En 1978 est créé un nouveau thème : les pirates. Le bateau pirate reste, aujourd’hui encore, l’un des grands succès de la marque. Mais le nouveau thème des guerres napoléoniennes (troupes françaises, anglaises et allemandes) n’a pas le même succès.
Ensuite, pendant une dizaine d’années, il n’y a pas de véritable création dans le domaine historique. Seuls sont ajoutés des explorateurs et des arabes (peau noire, perruque bouclée et barbe) en 1980, une maison médiévale en 1982, un saloon en 1983, un ranch, un chemin de fer pour le western et une cavalerie des soldats bleus en 1987, un nouveau canon des soldats bleus en 1988…
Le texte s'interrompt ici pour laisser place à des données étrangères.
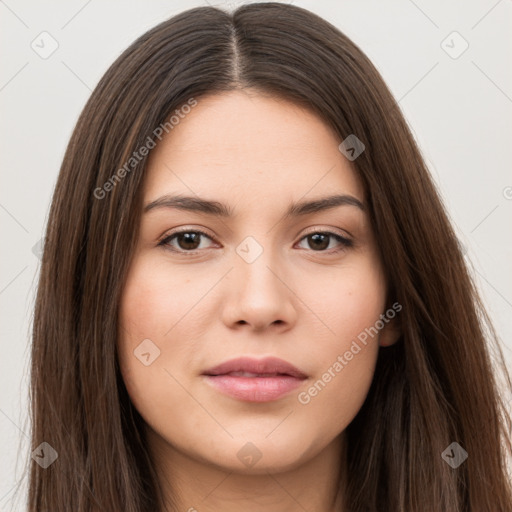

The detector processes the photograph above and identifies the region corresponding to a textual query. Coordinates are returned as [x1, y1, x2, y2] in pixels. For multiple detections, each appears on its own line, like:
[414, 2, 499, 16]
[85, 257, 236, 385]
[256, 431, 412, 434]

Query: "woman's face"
[118, 91, 396, 473]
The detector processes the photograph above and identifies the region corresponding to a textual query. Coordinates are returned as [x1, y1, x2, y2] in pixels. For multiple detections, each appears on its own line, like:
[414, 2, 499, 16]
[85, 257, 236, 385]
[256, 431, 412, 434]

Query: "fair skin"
[118, 90, 397, 512]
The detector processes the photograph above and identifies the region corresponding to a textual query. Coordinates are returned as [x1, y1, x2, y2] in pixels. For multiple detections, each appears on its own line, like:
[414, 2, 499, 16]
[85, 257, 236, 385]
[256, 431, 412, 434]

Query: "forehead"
[144, 90, 364, 206]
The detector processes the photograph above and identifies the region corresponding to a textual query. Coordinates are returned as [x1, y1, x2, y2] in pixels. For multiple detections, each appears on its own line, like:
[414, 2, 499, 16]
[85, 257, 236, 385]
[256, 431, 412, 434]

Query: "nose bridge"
[225, 236, 294, 327]
[235, 236, 282, 299]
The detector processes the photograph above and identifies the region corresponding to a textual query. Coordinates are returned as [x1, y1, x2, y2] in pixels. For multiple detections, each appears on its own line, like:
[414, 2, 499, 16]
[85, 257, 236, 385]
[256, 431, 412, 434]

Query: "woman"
[29, 3, 512, 512]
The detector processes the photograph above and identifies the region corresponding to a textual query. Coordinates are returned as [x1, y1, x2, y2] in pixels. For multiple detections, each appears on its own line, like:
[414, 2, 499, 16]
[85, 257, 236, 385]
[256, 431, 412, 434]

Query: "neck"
[148, 429, 346, 512]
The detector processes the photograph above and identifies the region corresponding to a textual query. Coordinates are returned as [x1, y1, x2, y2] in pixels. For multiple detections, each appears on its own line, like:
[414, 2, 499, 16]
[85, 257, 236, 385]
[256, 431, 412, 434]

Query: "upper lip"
[203, 357, 307, 379]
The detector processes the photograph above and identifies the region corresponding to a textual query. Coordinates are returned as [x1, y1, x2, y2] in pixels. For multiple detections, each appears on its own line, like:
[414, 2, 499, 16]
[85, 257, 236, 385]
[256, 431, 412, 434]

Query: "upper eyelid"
[159, 228, 352, 253]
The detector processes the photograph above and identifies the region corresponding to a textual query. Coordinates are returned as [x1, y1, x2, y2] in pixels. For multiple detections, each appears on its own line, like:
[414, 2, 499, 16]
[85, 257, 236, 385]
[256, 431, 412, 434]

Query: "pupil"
[309, 233, 329, 249]
[178, 233, 200, 249]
Puis survient une période riche en nouveautés. En 1989 apparaît la collection 1900, consacrée à la Belle Époque, avec notamment une magnifique maison qui fait la joie des petites filles. En 1991 sont créées une ile des pirates et une goélette. En 1993, le thème du Moyen Âge fait son retour, avec un grand château, un tournoi, une scène de trône… Enfin, en 1994, la collection western s’enrichit d’une gamme consacrée à la guerre de Sécession : on se souvient de la cavalerie des soldats Sudistes (les « soldats gris ») arborant le célèbre drapeau confédéré. C’est la première fois qu’un événement historique précis reçoit une collection. De plus, de nouvelles boîtes médiévales évoquent Robin des bois. En 1995 apparait le thème des sorciers (Merlin, épée Excalibur fichée dans un rocher…).
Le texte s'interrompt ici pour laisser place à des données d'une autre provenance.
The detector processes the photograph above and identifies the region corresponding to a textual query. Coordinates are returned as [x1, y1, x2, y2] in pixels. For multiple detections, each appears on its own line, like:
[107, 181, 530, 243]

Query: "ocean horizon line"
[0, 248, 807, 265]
Par la suite, on assiste à une nouvelle période sans véritable création dans le domaine historique. Les collections existant déjà sont seulement renouvelées. En 1995, on note une nouvelle cavalerie et une artillerie pour les soldats bleus, une tente médiévale du roi et de nouvelles boîtes individuelles (un viking et un soldat arabe). En 1996 apparaissent de nombreuses boites indiennes (camp indien, totem…), une prison des pirates, des troupes anglaises avec un canon dans le cadre des guerres napoléoniennes, un soldat mongol et un soldat croisé. Parmi les figurines individuelles, on note un druide (1997) et un mousquetaire (1998). Dans la collection pirates apparaissent en 2000 un nouveau bateau pirate et l’île des pirates. Puis en 2001 sortent de nouvelles boîtes de soldats anglais luttant contre les pirates (port et artillerie) et un soldat musulman des croisades.
A partir de 2002 sont enfin produits de nouveaux thèmes historiques : les vikings (camp, drakkar, bélier…) en 2002, l’arche de Noé en 2003, les chevaliers rouges en 2004, les barbares (camp, catapulte, tour d’assaut, char…) en 2005, les romains (Colisée avec gladiateurs, galère romaine, tour d’assaut, catapulte, char…) en 2006, des soldats gaulois en 2007, l’Egypte ancienne (pyramide, sphinx, temple, tombe, char, navire…) en 2008, le médiéval fantasy (chevaliers des dragons verts…) en 2009, un nouveau château médiéval en 2010, la Préhistoire en 2012… La collection Western, qui avait été arrêtée en 2006, revient même en 2012.
Enfin, la marque vient de lancer une nouvelle collection : Playmobil history. Ainsi sortent de nouvelles boîtes sur l’antiquité. Pour les adeptes de la Rome antique : arène, galère, tente, baliste, char, quadrige, tortue romaine, César et Cléopâtre… Pour ceux qui préfèrent l’Égypte ancienne : pyramide, baliste…
Ainsi, on note une grande variété dans les thèmes traités. Playmobil propose une dizaine de thèmes historiques, du paléolithique à la guerre de Sécession, en passant par l’époque médiévale et les pirates. Mais Playmobil n’a jamais représenté les guerres du XXème siècle.
Contrairement à la plupart des autres marques, Playmobil ne passe pas sous silence les racines chrétiennes. On note, en 2000, un nouveau thème religieux : les rois mages et la nativité (avec Jésus, Marie, Joseph). L’arche de Noé est créée en 2003. De 2004 à 2006, une collection à tête de lapin est conçue pour commémorer la fête de Pâques (dont le lapin est le symbole en Allemagne). Playmobil a également créé une église (2008) et une figurine de Saint Martin.
Depuis plus de 40 ans, la marque Playmobil a ainsi réussi à conquérir le marché des enfants en leur donnant le goût de l’Histoire. Devenus grands, ceux-ci deviennent parfois des collectionneurs et donnent vie à leurs rêves : reconstituer des grandes batailles (Zama, Gettysburg…).